Wie erstelle ich Werte mit Keine im Pandas-Datenrahmen in Python?

Gibt es irgendeine Methode, um Werte mit None in Pandas in Python zu ersetzen?

Du kannst df.replace('pre', 'post') und kannst einen Wert durch einen anderen ersetzen, aber das kann nicht getan werden, wenn man mit None Wert ersetzen möchte, was man wenn man versucht, ein seltsames Ergebnis zu bekommen.

Also hier ist ein Beispiel:

 df = DataFrame(['-',3,2,5,1,-5,-1,'-',9]) df.replace('-', 0) 

Die ein erfolgreiches Ergebnis zurückgibt.

Aber,

 df.replace('-', None) 

Die ein folgendes Ergebnis zurückgibt:

 0 0 - // this isn't replaced 1 3 2 2 3 5 4 1 5 -5 6 -1 7 -1 // this is changed to `-1`... 8 9 

Warum wird ein so seltsames Ergebnis zurückgegeben?

Da ich diesen Datenrahmen in die MySQL-Datenbank gießen möchte, kann ich keine NaN Werte in jedes Element in meinem Datenrahmen setzen und stattdessen None setzen.

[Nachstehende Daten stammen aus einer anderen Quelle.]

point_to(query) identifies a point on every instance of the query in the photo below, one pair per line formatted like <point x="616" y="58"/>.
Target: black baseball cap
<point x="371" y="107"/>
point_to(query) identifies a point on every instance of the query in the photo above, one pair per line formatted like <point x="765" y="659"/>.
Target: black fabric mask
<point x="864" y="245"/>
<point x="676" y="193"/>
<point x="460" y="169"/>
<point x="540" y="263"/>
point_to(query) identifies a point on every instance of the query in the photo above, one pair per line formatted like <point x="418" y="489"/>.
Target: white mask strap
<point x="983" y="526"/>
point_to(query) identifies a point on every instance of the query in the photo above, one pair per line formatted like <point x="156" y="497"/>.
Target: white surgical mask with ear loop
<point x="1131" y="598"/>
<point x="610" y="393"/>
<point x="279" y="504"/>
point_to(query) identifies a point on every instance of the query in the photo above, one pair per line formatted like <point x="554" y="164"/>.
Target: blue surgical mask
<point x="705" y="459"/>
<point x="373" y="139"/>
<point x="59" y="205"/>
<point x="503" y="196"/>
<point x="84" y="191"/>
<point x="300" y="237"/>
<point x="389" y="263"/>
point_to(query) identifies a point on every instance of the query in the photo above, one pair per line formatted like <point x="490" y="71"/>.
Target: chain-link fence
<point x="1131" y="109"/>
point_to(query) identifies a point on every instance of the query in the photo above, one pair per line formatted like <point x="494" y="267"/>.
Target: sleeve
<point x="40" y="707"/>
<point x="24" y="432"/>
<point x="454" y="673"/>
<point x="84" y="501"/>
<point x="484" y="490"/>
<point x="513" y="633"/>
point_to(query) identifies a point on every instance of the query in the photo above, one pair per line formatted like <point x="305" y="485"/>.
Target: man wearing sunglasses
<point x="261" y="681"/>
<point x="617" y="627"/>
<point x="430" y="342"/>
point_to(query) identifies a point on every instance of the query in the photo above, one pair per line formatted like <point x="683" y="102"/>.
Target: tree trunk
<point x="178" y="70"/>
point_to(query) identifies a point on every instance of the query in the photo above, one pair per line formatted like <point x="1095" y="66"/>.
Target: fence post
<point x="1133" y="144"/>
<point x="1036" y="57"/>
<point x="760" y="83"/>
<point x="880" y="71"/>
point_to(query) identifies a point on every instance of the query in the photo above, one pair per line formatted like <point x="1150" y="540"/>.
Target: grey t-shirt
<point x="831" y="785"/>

Sicherlich kannst du zuerst '-' zu NaN wechseln und dann NaN zu None umwandeln, aber ich möchte wissen, warum das Dataframe so schrecklich wirkt.

  • Beschleunigt Millionen von Regex-Ersatz in Python 3
  • Was ist der beste Weg, um zu finden und zu ersetzen von mehreren Abfragen auf mehrere Dateien?
  • PHP-Äquivalent von Pythons "Str.format" -Methode?
  • Python ersetzt mehrere Strings
  • Pandas Python Regex: Fehler: nichts zu wiederholen
  • Suchen Sie nach einer Zeile, die einen Text enthält, ersetzen Sie komplette Zeilenpythonschlange
  • 2 Solutions collect form web for “Wie erstelle ich Werte mit Keine im Pandas-Datenrahmen in Python?”

    Tatsächlich gibt es in späteren Versionen von Pandas einen TypeError:

     df.replace('-', None) TypeError: If "to_replace" and "value" are both None then regex must be a mapping 

    Sie können es tun, indem Sie entweder eine Liste oder ein Wörterbuch:

     In [11]: df.replace('-', df.replace(['-'], [None]) # or .replace('-', {0: None}) Out[11]: 0 0 None 1 3 2 2 3 5 4 1 5 -5 6 -1 7 None 8 9 

    Aber ich empfehle mit NaNs anstatt ohne:

     In [12]: df.replace('-', np.nan) Out[12]: 0 0 NaN 1 3 2 2 3 5 4 1 5 -5 6 -1 7 NaN 8 9 

    where ist wohl was du suchst Damit

     data=data.where(data=='-', None) 

    Von den panda docs :

    where ein Objekt mit der gleichen Form wie das Selbst zurückkehrt und dessen entsprechende Einträge von selbst sind, wo cond wahr ist und sonst von anderen ist).

    Python ist die beste Programmiersprache der Welt.